Огромный сад, без конца и края, будто совсем в другом мире. Меж деревьев - разноцветные фонарики. Ослепительно-белые узкие тропинки. Шумная, пёстрая толпа людей. Яркие вспышки ракет и рассыпающиеся в небе разноцветные огни фейерверка. Фантастический мир, в котором только свет и тьма! И мне иногда представляется, что я родился именно в ту ночь, - из бездны вечного мрака.
Матери я не помню. И даже не знаю, когда она умерла. Но в ту ночь она была рядом со мной. Меня держала на руках белокурая женщина. Может быть, это была моя мать. А может быть, я всё выдумал, чтобы не чувствовать себя несчастным сиротою.
Праздничный августовский вечер запомнился не только мне. Он оказался знаменательным для всей нашей семьи. Моего отца - мы величали его не иначе как паша -батюшка - султан назначил в тот день визирем, вверив ему министерство внутренних дел. А моя старшая сестра, ныне уже покойная, стала невестой.
Я почти не помню нашего большого дома за городом, в Эренкёе.
Спустя много лет мы однажды приехали в Эренкёй к знакомым, и мне показали тогда сад, огороженный низкой каменной стеной. Жалкий сад - совсем без травы, лишь кое-где тощий кустарник вперемежку с увядшей лавандой да редкие, чахлые сосенки, пожелтевшие от пыли. В глубине сада - ветхая, облупившаяся беседка.
- Когда ты был маленьким, - сказали мне, - мы жили вон в том доме. Потом его продали.

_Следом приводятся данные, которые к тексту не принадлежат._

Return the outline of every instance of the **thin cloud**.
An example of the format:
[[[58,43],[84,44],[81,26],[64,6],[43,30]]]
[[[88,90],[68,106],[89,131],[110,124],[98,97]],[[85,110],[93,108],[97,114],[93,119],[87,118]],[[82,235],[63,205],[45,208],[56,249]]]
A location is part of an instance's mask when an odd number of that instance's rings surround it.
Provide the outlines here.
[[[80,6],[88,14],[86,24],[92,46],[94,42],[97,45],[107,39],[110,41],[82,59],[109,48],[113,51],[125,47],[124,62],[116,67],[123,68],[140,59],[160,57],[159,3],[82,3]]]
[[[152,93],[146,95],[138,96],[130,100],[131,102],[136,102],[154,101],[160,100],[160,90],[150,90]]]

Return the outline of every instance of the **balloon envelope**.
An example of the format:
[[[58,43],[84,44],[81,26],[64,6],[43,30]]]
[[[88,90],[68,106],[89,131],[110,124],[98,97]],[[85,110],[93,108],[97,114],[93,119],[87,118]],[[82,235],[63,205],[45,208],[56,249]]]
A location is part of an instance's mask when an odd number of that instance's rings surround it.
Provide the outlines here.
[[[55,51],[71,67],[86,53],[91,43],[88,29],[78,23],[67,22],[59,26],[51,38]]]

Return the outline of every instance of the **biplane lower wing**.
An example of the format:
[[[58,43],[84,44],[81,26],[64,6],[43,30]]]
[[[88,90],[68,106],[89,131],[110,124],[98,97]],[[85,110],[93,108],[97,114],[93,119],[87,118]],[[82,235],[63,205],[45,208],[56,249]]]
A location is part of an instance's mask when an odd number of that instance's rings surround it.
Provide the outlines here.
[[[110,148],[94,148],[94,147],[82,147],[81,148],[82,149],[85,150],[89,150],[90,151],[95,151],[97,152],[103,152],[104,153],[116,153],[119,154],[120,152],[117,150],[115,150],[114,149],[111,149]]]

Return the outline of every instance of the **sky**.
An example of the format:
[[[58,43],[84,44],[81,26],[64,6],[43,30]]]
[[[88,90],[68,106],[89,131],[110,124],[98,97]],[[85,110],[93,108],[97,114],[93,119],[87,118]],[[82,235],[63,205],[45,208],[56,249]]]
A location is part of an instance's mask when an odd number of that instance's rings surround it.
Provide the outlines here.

А вот другой наш дом в старой части Стамбула, в Аксарае, я помню очень хорошо, - каждый уголок и закоулок, всё-всё помню. Если мне случается бывать в тех краях, я стараюсь обязательно заглянуть в наш квартал. Против того места, где находился наш дом, стоит одинокий платан. От моего прежнего знакомца сохранился один ствол - все ветки спилены.
Я всегда останавливаюсь около этого дерева, хотя бы на несколько минут. На противоположной стороне улицы раньше теснились одноэтажные старые домишки, кирпичные и деревянные. От этих домов не осталось теперь и следа, да и я их смутно помню. Зато белый величественный фасад нашего особняка с красивой резной галереей, высокую стену, которая тянулась от угла улицы до самого колодца, я вижу как наяву, словно они сейчас передо мной. Вот широкие ворота с низким сводом, и в них двустворчатая дверь. А дальше уютный внутренний дворик, где даже в самые жаркие дни всегда прохладно и тихо.
Я поднимаюсь по широкой и пологой лестнице в селямлык - мужскую половину, и сразу попадаю в другой мир. Голубые и красные стены, низкие потолки с поблекшей от времени позолотой, длинные коридоры с хрустальными люстрами, пустынные, мрачноватые комнаты с тяжёлыми дамасскими занавесями на окнах.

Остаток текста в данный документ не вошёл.